CHAMPAIGN,Ill. - Ralph Keeling, a climate scientist at the Scripps Institution of Oceanography at the University of California, San Diego, will deliver the annual lecture that honors his father, the late Charles David Keeling, who was an analytical chemist at the University of Illinois and a member of the National Academy of Sciences.
Ralph Keeling, the director of the Scripps Carbon Dioxide Program in La Jolla, Calif., will discuss the influence of greenhouse gases, such as carbon dioxide, methane, water vapor and others, on Earth's atmosphere in "The Unfolding Story of Rising Atmospheric Carbon Dioxide and Life in the Greenhouse."
The lecture will begin at 7 p.m. Sept. 10 (Monday) in 100 Noyes Laboratory, 505 S. Mathews Ave., Urbana. There will be a reception immediately following the lecture in the Quad-side foyer of Noyes Laboratory.

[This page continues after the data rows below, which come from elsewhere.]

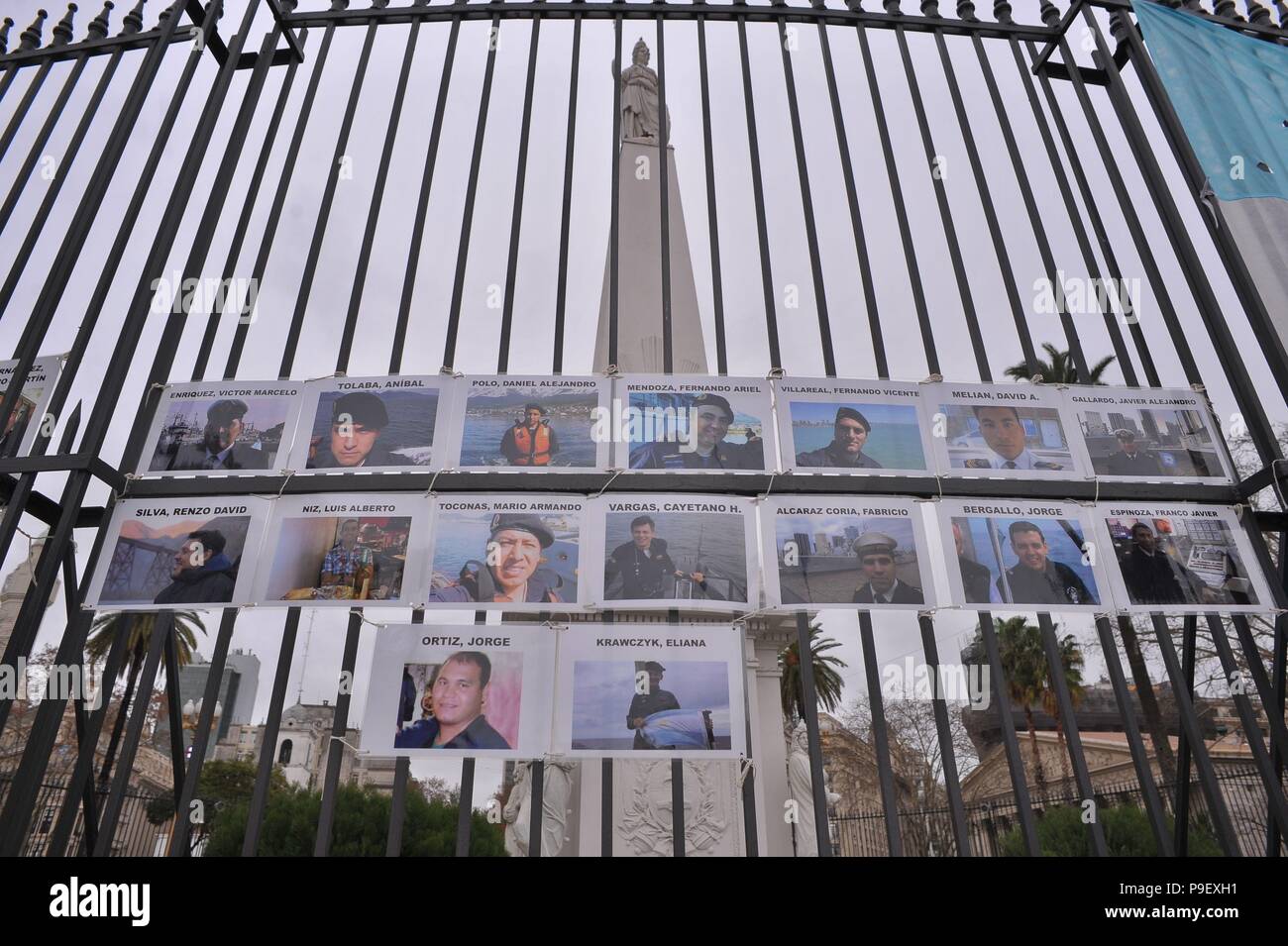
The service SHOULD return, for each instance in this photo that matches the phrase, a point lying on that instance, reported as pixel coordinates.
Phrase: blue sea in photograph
(481, 443)
(464, 537)
(411, 422)
(894, 441)
(717, 536)
(1063, 549)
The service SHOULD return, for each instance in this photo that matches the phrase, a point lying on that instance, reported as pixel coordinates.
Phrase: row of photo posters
(524, 691)
(658, 424)
(550, 553)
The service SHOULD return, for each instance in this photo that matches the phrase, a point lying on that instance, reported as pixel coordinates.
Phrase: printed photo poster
(1014, 431)
(1181, 558)
(507, 553)
(336, 550)
(863, 428)
(677, 551)
(679, 422)
(846, 553)
(1147, 434)
(220, 428)
(374, 424)
(638, 688)
(1018, 554)
(518, 422)
(180, 554)
(29, 411)
(460, 690)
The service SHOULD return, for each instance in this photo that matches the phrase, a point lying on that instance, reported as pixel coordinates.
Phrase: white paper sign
(649, 688)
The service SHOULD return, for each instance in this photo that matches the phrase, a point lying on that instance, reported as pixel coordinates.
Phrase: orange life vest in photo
(533, 450)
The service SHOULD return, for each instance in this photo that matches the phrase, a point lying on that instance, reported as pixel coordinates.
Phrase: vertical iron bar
(398, 803)
(271, 725)
(454, 313)
(809, 705)
(1014, 760)
(1218, 808)
(943, 729)
(1131, 729)
(880, 738)
(179, 846)
(336, 745)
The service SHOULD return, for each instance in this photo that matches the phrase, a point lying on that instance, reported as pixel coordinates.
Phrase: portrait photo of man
(510, 569)
(220, 446)
(1153, 577)
(640, 568)
(1129, 459)
(456, 703)
(1006, 439)
(1035, 578)
(881, 585)
(531, 441)
(201, 573)
(850, 433)
(709, 417)
(645, 704)
(359, 418)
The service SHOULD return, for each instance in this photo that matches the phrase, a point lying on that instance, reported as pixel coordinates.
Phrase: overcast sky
(535, 289)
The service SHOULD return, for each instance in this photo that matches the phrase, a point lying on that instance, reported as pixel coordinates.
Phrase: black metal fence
(823, 167)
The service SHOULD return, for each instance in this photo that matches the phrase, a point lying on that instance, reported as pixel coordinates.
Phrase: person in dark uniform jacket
(359, 420)
(709, 417)
(849, 435)
(1037, 579)
(1004, 433)
(201, 573)
(643, 566)
(876, 556)
(644, 704)
(460, 691)
(1155, 578)
(219, 447)
(1129, 460)
(516, 546)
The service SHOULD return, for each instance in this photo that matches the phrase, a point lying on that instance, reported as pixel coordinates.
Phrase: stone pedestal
(639, 313)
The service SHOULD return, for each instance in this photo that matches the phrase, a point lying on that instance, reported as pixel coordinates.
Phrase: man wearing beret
(883, 587)
(357, 421)
(529, 442)
(509, 575)
(849, 434)
(219, 447)
(709, 417)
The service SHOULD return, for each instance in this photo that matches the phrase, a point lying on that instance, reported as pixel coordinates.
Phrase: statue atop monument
(639, 98)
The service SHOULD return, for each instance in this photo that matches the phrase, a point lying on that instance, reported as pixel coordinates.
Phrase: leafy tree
(1127, 834)
(827, 680)
(138, 627)
(361, 826)
(1060, 369)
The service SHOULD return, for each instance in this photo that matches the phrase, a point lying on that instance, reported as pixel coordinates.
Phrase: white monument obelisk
(639, 233)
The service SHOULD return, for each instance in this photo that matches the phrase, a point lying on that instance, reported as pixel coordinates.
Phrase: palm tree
(138, 627)
(827, 681)
(1029, 681)
(1060, 369)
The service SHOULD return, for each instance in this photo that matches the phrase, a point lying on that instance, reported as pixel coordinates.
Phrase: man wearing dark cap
(201, 572)
(648, 699)
(709, 417)
(220, 447)
(509, 575)
(642, 566)
(849, 434)
(529, 442)
(1129, 460)
(881, 585)
(357, 421)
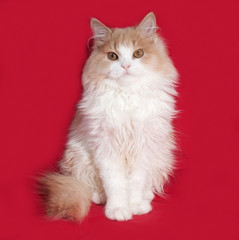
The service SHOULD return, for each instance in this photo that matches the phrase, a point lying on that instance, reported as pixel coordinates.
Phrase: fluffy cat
(120, 145)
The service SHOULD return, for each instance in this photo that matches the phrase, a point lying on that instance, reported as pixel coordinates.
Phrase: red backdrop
(42, 52)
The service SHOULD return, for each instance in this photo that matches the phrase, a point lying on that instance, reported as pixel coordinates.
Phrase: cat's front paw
(139, 208)
(118, 213)
(99, 198)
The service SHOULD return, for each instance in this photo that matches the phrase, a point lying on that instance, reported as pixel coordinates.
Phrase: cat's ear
(148, 25)
(100, 31)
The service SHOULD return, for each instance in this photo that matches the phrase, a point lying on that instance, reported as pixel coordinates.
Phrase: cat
(120, 149)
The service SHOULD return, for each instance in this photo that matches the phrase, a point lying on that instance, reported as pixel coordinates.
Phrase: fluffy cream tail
(64, 196)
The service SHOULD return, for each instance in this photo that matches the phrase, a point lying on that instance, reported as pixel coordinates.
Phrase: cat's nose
(125, 66)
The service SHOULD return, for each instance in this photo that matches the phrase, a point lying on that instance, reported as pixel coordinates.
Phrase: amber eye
(138, 53)
(112, 56)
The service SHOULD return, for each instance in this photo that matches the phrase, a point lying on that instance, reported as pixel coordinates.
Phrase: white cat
(120, 146)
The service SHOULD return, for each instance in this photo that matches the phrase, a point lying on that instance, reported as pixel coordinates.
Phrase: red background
(42, 52)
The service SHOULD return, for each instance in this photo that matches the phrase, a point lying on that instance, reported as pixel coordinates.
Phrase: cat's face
(126, 56)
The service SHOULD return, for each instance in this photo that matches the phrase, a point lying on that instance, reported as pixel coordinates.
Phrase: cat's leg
(115, 185)
(78, 162)
(139, 202)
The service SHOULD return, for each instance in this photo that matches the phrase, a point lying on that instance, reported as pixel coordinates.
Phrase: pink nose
(126, 66)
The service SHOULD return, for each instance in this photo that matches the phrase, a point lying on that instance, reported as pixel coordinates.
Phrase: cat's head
(126, 56)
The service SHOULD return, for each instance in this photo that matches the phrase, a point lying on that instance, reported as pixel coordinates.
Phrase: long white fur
(122, 148)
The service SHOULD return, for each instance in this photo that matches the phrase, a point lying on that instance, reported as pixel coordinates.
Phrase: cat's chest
(127, 106)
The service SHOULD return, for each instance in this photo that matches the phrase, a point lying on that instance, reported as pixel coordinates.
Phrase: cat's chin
(129, 80)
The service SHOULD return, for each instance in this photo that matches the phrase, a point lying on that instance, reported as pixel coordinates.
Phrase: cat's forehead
(123, 38)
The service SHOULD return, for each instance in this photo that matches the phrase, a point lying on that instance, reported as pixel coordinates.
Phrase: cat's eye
(138, 53)
(112, 56)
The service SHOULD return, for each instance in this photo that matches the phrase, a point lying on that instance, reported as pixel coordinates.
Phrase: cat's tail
(64, 196)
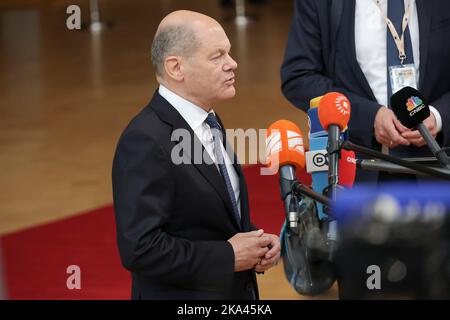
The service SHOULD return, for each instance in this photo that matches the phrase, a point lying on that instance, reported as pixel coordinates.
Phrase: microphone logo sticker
(274, 145)
(413, 103)
(342, 105)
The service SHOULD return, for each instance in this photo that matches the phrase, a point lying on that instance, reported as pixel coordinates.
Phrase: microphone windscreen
(410, 107)
(284, 145)
(314, 103)
(347, 168)
(334, 108)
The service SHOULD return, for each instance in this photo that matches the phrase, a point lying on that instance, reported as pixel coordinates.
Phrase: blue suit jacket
(173, 221)
(320, 57)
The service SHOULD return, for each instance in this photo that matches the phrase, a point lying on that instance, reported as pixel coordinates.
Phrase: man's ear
(172, 65)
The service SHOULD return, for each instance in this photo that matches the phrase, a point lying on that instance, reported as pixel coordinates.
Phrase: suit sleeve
(303, 73)
(143, 193)
(443, 106)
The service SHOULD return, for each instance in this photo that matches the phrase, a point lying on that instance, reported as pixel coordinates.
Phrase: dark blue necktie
(211, 120)
(396, 10)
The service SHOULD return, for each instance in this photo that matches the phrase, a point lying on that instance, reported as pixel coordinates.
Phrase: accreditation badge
(402, 76)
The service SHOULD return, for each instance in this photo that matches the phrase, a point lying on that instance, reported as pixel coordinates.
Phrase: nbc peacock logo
(413, 103)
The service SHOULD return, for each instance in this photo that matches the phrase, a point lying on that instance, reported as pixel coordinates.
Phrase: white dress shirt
(195, 116)
(370, 42)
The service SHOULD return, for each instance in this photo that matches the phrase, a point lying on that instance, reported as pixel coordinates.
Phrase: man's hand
(388, 130)
(248, 249)
(415, 137)
(272, 256)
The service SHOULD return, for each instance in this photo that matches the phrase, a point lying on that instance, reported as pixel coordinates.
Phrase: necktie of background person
(211, 120)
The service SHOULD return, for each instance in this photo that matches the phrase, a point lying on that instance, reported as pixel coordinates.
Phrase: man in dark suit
(346, 46)
(182, 212)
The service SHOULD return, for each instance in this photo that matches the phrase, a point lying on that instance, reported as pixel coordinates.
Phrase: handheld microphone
(334, 114)
(411, 108)
(284, 147)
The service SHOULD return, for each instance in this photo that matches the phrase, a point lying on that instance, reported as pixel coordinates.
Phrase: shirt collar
(193, 114)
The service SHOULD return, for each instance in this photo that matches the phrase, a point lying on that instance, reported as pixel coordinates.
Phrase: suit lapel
(170, 115)
(348, 36)
(424, 12)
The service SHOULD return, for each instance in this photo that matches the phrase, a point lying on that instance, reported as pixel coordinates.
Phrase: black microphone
(411, 108)
(334, 115)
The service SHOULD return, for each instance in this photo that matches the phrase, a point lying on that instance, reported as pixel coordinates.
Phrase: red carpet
(35, 260)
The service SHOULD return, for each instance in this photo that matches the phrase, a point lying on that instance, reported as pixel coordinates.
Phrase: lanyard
(399, 41)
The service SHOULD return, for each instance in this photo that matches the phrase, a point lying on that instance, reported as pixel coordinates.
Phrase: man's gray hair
(178, 40)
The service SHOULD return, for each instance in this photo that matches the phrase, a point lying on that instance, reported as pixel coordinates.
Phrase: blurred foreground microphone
(304, 250)
(334, 114)
(285, 150)
(394, 241)
(411, 108)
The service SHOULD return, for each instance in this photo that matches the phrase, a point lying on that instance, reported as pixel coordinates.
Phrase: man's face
(209, 72)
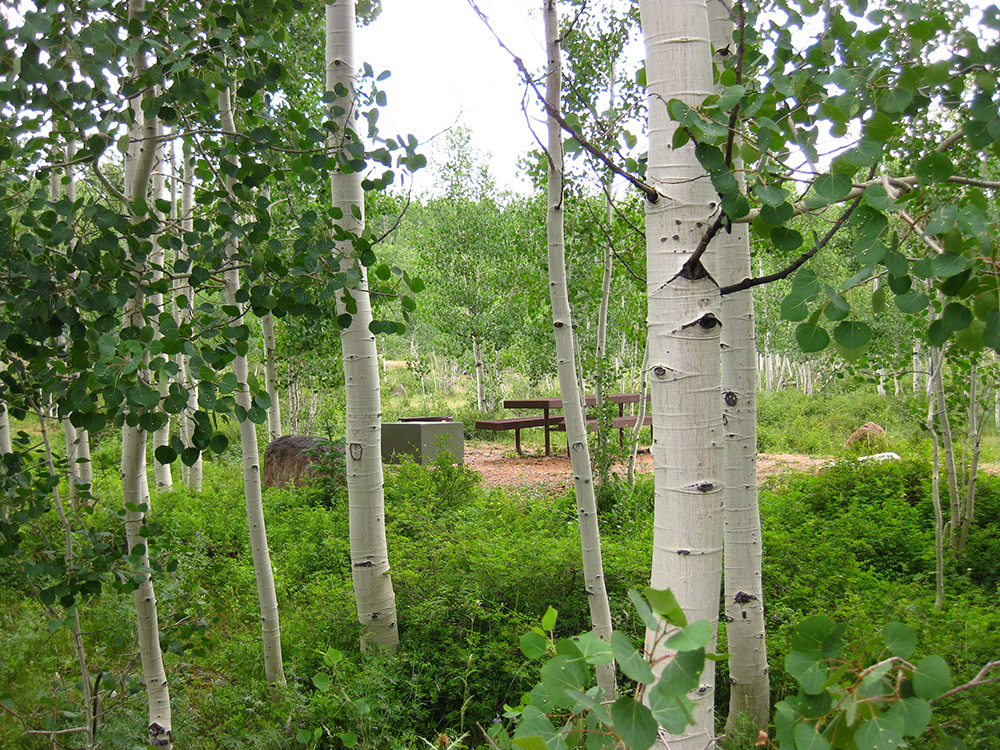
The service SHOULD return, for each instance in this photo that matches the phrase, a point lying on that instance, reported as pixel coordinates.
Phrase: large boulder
(869, 435)
(297, 459)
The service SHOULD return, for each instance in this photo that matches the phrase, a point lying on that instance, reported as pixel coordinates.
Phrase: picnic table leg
(545, 411)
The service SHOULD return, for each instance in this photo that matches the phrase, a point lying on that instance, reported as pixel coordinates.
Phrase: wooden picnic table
(549, 420)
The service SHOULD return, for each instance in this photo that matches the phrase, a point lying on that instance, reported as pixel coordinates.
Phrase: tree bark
(684, 311)
(266, 596)
(562, 322)
(743, 588)
(376, 600)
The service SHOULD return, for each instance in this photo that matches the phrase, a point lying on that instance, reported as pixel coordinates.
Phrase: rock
(289, 460)
(867, 435)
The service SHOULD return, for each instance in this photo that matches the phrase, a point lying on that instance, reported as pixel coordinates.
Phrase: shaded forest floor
(500, 465)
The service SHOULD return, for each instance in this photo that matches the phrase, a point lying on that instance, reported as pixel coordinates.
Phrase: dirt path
(501, 466)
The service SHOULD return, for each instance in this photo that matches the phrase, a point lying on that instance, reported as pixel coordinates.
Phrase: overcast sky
(447, 68)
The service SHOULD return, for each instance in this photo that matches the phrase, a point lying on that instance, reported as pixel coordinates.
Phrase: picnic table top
(556, 403)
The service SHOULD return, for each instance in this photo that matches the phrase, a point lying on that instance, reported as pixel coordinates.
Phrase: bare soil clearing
(501, 466)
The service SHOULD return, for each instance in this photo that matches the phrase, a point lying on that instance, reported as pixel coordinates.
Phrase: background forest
(780, 222)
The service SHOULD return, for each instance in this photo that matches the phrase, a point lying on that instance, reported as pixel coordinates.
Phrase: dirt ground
(501, 466)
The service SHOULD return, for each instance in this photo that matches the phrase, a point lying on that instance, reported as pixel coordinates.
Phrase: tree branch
(651, 194)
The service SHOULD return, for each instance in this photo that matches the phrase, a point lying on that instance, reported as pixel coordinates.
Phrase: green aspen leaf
(811, 337)
(895, 99)
(937, 333)
(806, 283)
(562, 673)
(956, 316)
(592, 648)
(934, 168)
(912, 302)
(771, 195)
(884, 732)
(664, 603)
(807, 738)
(630, 661)
(219, 443)
(649, 619)
(682, 673)
(971, 337)
(946, 265)
(785, 240)
(915, 713)
(535, 724)
(694, 636)
(534, 645)
(878, 301)
(931, 678)
(549, 619)
(672, 712)
(877, 197)
(819, 635)
(794, 308)
(776, 216)
(832, 187)
(866, 153)
(943, 219)
(634, 723)
(808, 670)
(852, 334)
(735, 205)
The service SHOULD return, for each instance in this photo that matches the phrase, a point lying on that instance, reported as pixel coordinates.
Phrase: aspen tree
(684, 311)
(376, 600)
(562, 321)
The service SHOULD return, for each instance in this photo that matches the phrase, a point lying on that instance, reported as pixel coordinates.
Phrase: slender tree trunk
(477, 354)
(744, 591)
(640, 417)
(376, 600)
(969, 499)
(135, 492)
(162, 475)
(191, 475)
(266, 596)
(562, 321)
(939, 526)
(76, 632)
(684, 311)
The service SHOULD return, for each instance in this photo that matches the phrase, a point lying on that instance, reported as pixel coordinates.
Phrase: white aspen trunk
(135, 492)
(266, 596)
(5, 444)
(477, 354)
(749, 682)
(271, 378)
(76, 633)
(191, 475)
(939, 527)
(684, 311)
(376, 600)
(562, 322)
(969, 499)
(162, 475)
(640, 417)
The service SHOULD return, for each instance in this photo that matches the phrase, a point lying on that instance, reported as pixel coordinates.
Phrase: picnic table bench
(557, 422)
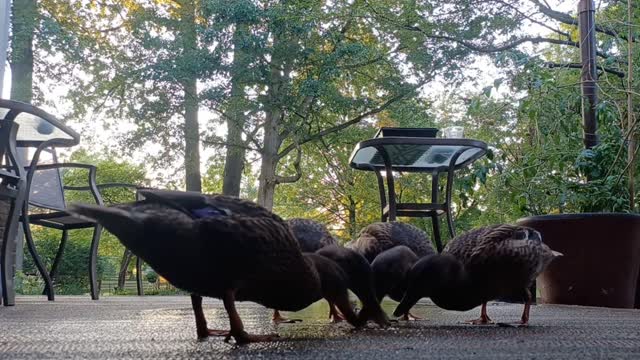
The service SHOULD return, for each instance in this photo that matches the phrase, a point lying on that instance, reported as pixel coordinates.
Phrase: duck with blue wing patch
(232, 249)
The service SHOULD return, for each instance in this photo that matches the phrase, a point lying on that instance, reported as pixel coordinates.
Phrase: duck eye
(521, 234)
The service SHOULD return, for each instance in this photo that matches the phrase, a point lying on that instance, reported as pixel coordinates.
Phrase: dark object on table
(380, 236)
(420, 155)
(239, 252)
(408, 132)
(479, 266)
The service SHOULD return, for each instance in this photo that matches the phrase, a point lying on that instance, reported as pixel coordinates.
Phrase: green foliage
(73, 273)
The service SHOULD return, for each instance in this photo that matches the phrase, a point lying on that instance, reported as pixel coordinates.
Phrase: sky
(94, 134)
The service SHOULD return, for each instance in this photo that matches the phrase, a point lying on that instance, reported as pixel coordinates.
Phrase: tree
(24, 20)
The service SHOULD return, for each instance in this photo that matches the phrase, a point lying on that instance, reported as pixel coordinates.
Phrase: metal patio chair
(12, 194)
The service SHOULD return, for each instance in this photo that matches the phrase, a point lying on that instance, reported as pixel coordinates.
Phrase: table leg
(390, 183)
(435, 221)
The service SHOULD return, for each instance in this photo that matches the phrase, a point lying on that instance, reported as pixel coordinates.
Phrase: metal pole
(5, 9)
(631, 148)
(586, 23)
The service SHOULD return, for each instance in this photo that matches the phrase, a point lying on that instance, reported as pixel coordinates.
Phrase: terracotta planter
(601, 258)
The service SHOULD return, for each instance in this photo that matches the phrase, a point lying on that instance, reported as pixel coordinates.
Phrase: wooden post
(586, 23)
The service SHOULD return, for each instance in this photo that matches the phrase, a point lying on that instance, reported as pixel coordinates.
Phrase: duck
(232, 249)
(312, 236)
(478, 266)
(390, 271)
(392, 248)
(380, 236)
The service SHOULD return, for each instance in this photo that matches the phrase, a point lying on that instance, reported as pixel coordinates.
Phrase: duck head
(440, 277)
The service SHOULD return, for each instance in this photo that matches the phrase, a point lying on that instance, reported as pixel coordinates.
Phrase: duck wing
(198, 205)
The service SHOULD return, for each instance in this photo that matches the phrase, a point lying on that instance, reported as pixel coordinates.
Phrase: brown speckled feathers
(381, 236)
(504, 251)
(311, 235)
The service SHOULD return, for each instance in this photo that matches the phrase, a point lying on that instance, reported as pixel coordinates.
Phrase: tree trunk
(189, 84)
(24, 21)
(352, 225)
(267, 180)
(234, 161)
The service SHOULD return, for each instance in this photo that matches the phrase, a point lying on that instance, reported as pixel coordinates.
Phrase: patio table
(35, 128)
(421, 155)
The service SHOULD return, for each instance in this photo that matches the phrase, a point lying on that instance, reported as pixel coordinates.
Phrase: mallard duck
(479, 266)
(311, 236)
(381, 236)
(231, 249)
(390, 271)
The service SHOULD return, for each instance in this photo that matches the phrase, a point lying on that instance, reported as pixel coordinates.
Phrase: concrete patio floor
(162, 327)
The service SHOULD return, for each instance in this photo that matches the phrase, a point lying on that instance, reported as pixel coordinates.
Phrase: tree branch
(502, 47)
(346, 124)
(617, 73)
(296, 165)
(570, 20)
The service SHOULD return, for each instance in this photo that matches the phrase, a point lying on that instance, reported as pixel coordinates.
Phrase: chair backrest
(46, 190)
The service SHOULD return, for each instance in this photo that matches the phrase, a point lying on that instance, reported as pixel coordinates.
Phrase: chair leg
(452, 230)
(139, 276)
(36, 258)
(7, 258)
(56, 261)
(435, 222)
(93, 257)
(7, 267)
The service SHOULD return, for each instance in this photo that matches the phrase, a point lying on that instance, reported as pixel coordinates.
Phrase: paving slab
(162, 327)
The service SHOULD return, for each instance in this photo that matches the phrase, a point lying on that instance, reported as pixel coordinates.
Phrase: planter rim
(575, 216)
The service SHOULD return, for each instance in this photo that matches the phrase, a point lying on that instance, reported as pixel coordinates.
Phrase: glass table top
(415, 154)
(36, 125)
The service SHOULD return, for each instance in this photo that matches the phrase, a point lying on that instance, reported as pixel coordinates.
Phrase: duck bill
(373, 312)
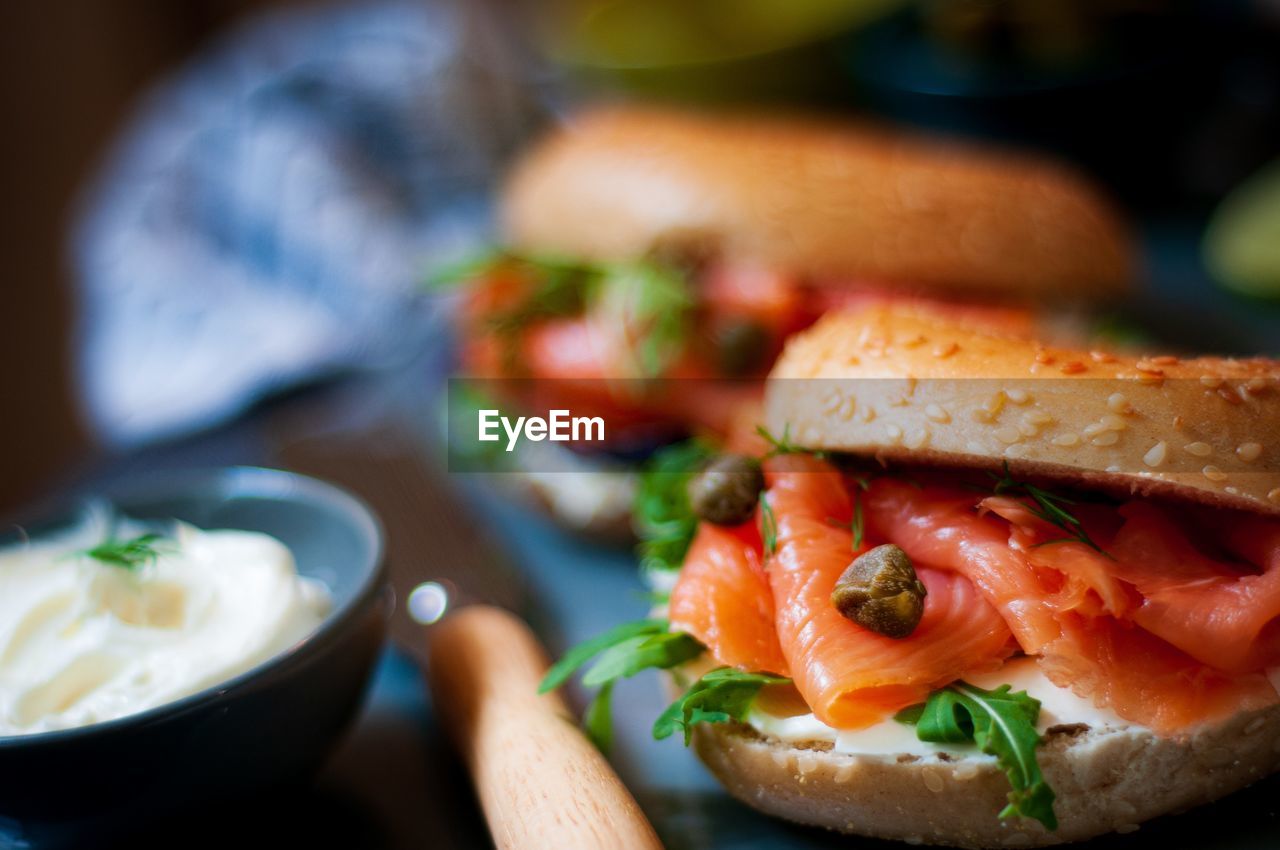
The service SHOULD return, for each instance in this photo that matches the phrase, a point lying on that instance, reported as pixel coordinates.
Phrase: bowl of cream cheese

Ralph Keeling was the first to demonstrate that the oxygen concentration of the global atmosphere is decreasing because of the burning of fossil fuels and has directed a program to track this decrease since 1989. His work at Scripps sustains the iconic record of carbon dioxide at Mauna Loa and other sites begun by his father.
"Ralph Keeling, with his precise measurements of carbon dioxide in the atmosphere and his study of the carbon cycle, has contributed greatly to science," said Donald Wuebbles, a professor of atmospheric sciences at Illinois.
Ralph Keeling earned his bachelor's degree in physics from Yale University in 1979 and a PhD in applied physics from Harvard University in 1988.
The Charles David Keeling Lecture Series is sponsored by the department of chemistry; the School of Chemical Sciences; the department of atmospheric sciences; the School of Earth, Society and Environment; the School of Integrative Biology; and the College of Liberal Arts and Sciences.